For around $500, the Shearwater Peregrine is a great beginner dive computer that is clearly a step up from the other “beginner” computers on the market at a slightly higher price.
While a bit bulky, its large colour screen, simple two-button setup, and other programmable features like vibration alerts, along with a very comprehensive instruction manual, make this the best dive computer in the price range and something you won’t feel the need to upgrade any time soon.
The Best Economical Air Integrated Scuba Diving Computer: The Aqua Lung i470TC
The Aqua Lung i470TC is a remake of an old classic–the widely used and adored 450 model–and one of the many great things about it is that, while it looks like a watch, it’s actually a complex air integrated scuba diving computer. You can use up to 3 transmitters (not included), and it has a fantastic user interface and an easy-to-read display.
The display on this scuba diving computer pales in comparison to the above Shearwater Peregrine, but if you are adamant about air integration and you want something that you can wear as a wristwatch without feeling like a knob, this is the best dive computer and it’s slightly less expensive.

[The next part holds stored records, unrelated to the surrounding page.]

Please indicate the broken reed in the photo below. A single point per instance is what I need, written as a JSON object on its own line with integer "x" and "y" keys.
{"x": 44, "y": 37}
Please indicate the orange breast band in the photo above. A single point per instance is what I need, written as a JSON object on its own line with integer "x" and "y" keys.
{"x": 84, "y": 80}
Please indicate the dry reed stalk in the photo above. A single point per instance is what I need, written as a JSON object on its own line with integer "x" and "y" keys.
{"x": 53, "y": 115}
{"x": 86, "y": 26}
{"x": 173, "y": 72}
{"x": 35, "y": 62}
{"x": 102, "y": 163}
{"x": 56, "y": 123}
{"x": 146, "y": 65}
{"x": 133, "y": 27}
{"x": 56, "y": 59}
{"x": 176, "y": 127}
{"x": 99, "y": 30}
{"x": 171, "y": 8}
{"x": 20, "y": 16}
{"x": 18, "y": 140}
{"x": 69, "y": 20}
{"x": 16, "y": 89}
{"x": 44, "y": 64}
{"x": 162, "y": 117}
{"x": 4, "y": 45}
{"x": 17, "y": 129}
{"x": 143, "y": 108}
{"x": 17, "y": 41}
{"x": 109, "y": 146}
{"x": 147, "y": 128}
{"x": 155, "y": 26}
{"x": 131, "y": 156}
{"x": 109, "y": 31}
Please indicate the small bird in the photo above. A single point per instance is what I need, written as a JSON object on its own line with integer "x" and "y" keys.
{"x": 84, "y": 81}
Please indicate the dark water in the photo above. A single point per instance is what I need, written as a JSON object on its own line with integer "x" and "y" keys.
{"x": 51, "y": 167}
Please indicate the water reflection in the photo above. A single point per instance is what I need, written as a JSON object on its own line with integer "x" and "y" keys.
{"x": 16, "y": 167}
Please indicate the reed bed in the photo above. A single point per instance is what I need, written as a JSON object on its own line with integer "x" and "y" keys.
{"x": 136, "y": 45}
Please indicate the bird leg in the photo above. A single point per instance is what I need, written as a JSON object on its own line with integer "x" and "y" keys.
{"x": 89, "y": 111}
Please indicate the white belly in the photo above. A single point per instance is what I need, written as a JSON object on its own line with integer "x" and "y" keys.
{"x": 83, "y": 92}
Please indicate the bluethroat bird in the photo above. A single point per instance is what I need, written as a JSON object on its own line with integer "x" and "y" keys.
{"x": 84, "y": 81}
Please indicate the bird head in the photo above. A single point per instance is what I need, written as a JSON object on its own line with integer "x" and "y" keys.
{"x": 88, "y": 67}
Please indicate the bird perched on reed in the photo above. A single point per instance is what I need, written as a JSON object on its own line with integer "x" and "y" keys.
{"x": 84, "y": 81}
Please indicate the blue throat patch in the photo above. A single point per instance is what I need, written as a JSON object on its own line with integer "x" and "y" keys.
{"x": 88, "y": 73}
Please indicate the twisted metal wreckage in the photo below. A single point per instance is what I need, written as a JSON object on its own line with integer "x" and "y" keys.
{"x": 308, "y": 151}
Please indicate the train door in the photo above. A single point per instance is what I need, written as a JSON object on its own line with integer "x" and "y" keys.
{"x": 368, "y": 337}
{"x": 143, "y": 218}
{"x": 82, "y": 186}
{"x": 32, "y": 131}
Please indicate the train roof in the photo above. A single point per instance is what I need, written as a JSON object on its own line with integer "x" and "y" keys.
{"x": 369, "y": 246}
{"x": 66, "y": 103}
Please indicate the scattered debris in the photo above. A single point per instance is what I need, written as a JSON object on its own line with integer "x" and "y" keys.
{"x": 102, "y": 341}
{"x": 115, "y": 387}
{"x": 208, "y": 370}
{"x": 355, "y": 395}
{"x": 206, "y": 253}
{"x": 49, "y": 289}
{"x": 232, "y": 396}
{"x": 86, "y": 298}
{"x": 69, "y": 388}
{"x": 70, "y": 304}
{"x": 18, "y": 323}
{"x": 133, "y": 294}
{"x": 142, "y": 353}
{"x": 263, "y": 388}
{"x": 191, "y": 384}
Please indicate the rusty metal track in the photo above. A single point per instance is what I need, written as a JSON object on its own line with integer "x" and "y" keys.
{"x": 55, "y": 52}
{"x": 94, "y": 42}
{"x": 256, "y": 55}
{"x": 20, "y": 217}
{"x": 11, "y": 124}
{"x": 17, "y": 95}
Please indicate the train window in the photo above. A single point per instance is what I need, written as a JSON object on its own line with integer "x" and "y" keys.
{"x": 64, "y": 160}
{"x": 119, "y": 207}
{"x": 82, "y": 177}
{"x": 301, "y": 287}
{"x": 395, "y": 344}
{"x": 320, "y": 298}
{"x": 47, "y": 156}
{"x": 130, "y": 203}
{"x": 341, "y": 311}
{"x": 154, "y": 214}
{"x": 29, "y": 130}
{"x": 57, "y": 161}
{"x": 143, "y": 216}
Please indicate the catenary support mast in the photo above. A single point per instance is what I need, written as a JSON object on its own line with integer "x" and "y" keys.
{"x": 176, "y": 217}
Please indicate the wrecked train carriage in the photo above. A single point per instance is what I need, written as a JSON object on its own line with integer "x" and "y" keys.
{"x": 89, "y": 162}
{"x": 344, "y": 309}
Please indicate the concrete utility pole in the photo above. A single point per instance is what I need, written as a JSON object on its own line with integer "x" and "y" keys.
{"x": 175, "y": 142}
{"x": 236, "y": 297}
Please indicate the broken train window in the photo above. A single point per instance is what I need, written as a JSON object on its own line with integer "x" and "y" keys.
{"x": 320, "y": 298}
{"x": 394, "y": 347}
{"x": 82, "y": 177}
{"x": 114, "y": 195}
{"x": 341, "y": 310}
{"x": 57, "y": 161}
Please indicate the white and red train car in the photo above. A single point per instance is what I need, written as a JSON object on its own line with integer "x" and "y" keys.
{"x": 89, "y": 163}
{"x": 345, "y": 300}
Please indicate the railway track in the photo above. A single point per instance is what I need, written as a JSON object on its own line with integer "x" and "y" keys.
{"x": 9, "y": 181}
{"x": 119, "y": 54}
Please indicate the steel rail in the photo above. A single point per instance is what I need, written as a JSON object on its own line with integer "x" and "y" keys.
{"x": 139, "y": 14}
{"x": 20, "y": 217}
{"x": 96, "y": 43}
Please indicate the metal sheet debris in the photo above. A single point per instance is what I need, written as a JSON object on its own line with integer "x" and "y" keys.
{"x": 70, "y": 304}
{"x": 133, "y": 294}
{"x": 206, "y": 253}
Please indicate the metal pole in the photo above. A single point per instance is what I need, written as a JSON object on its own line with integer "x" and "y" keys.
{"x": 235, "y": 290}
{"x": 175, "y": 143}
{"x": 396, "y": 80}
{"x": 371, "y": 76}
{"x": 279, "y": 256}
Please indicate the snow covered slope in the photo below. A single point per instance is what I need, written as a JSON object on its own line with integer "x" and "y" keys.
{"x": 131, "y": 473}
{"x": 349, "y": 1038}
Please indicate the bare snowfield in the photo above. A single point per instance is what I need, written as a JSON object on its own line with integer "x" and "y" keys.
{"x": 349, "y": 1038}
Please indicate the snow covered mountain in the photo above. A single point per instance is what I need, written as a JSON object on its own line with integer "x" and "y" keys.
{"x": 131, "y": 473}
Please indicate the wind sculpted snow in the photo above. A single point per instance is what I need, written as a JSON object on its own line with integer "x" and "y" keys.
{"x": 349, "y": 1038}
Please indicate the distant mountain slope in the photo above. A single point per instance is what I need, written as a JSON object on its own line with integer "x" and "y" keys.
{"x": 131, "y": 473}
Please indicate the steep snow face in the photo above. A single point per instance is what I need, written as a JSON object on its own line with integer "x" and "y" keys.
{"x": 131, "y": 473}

This is the best dive watch if you’re looking for something more economical that also has air integration and can be worn as an everyday watch. The high-contrast display is easy to read, you can monitor air in three tanks (if you spring for the transmitters), you get advanced nitrox functionality, it is Bluetooth programmable so you can easily download and upload data onto and from it; it has a simple 4-button user interface and it stores data between battery changes.
The Sexiest Dive Computer: The Suunto D5 Dive Computer
The Suunto D5 is probably one of the most widely used by divers because of how sleek it is. You probably wouldn’t even assume this was a dive computer if you saw someone sporting this at a party or at the gym.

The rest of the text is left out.